At about 8:00 a.m., with textbook discipline and uncommon valor, the 6th Pennsylvania Cavalry surged across an open field toward sixteen Confederate fieldpieces belching canister. The 6th Pennsylvania was ably supported, by the 6th U.S. Cavalry. But the Confederate artillery was also supported: by nearly 5,000 mounted and dismounted cavalry. The gallant charge shattered on the defenders' line.
Apprehending the strength of the Confederates at St. James Church, Buford left four cavalry and two infantry regiments to hold against Confederate attacks and guard the vital ford. He then took his remaining men northward to work his way around the Confederate left flank. On the Cunningham and Green farms, Buford was opposed by Rooney Lee's brigade. In vigorous mounted and dismounted fighting, Buford gradually forced Lee back to Yew Ridge and northern Fleetwood Hill. Stuart, however, was now pressing the line Buford had left in front of St. James Church. Both sides anxiously awaited reinforcements. Stuart needed Thomas Munford's brigade from across the Hazel River. Buford wondered where Gregg was.
The morning had not gone smoothly for Gregg, whose column consisted of his own division, that of Colonel Alfred Duffie, and an infantry brigade. He found no Confederates guarding Kelly's Ford, but Duffie's command became lost. The frustrated Gregg got all his men over the river by 9:00 a.m., four hours late. For four hours cannon fire rumbled in the distance.
Gregg sent Duffie's men westward to check the Fredericksburg road near Stevensburg for signs of infantry. Since a small brigade of North Carolina cavalry blocked the direct route to Brandy Station, Gregg took a roundabout road that brought him to Brandy by eleven.
Ahead was Fleetwood Hill, unoccupied except by one Confederate fieldpiece bombarding his lead brigade. Fearing a trap, Gregg carefully deployed his troops before seizing the hill.
The eruption of Union forces from Brandy Station, in the Confederate rear, was the second great surprise of the day for Stuart. Nevertheless the Southern leader acted decisively, even brilliantly. Pulling most of his regiments from the St. James line, he sent them galloping for Fleetwood Hill, a mile away.
While Gregg and Stuart raced for the key piece of terrain on the battlefield, two Southern regiments stalled Duffie's 2,000-man division near Stevensburg. Oddly indecisive, Duffie failed to participate in the rest of the action that day.
The battle came down to a struggle for Fleetwood Hill, a contest that consumed the afternoon. The Confederates reached the grassy crest first with cavalry and artillery and poured down the reverse slope upon the Yankees. The hilltop changed hands several times. The battle seemed to devolve into a giant, swirling melee. Men of New York, New Jersey, Pennsylvania, Maryland, and Maine struggled with Virginians, Georgians, Carolinians, and Mississippians.

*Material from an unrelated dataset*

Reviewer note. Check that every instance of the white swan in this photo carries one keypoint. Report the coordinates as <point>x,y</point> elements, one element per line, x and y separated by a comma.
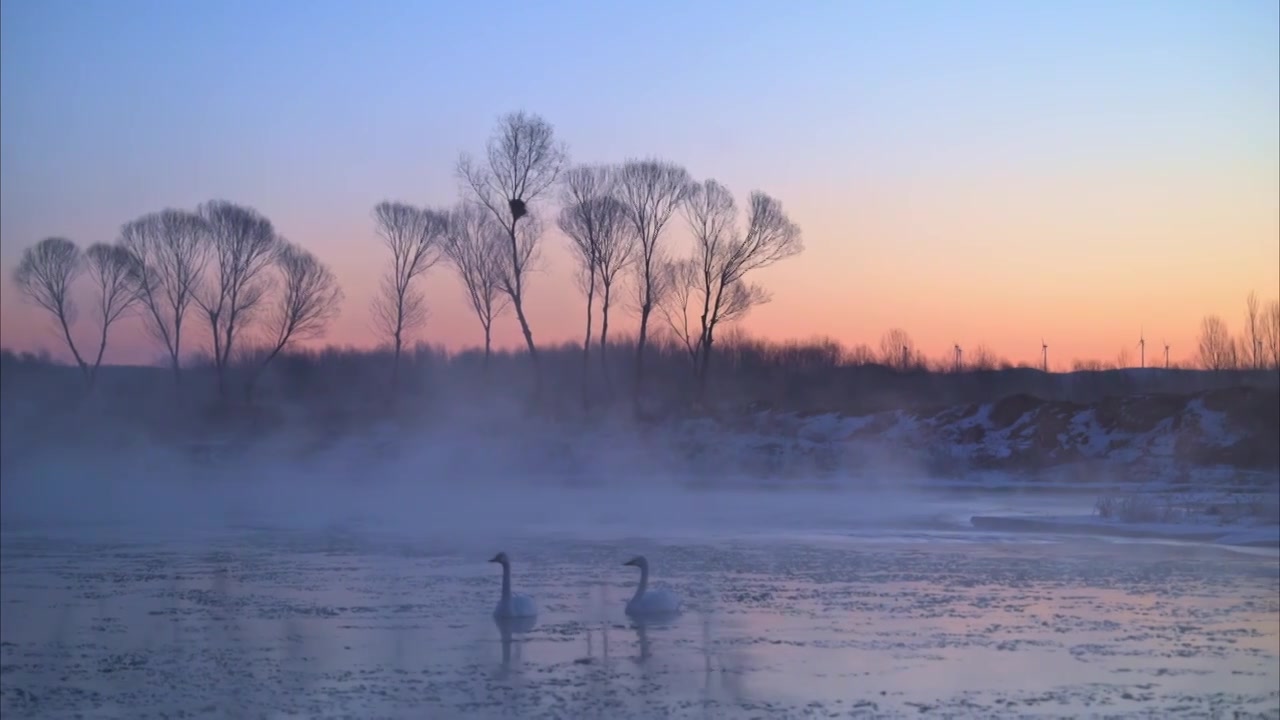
<point>645,601</point>
<point>511,605</point>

By late afternoon the Federals had used up all their reserves. Though Buford continued to press back the Rebels on northern Fleetwood, the southern part of the hill, more than a mile away, was held by exhausted but triumphant Confederates. Then Munford's fresh brigade at last arrived on Buford's flank and rear. Pleasanton saw that further effort was fruitless and ordered his subordinates to recross the Rappahannock.
As such things are measured, the Confederates had won the battle: the Stars and Bars flew on Fleetwood Hill and near St. James Church, while the Stars and Stripes retreated. In fourteen hours of fighting Stuart had lost about 500 men killed and wounded, the Federals about 900. Small numbers compared to the terrible toll of Gettysburg, three weeks later. Yet many veterans who rode and fought over Pennsylvania, Maryland, and Virginia during the next two years remembered Brandy Station with pride as the largest and most hotly contested clash of sabers in the long and bloody war.
Daniel J. Beattie is a historian and writer from Charlottesville, Virginia.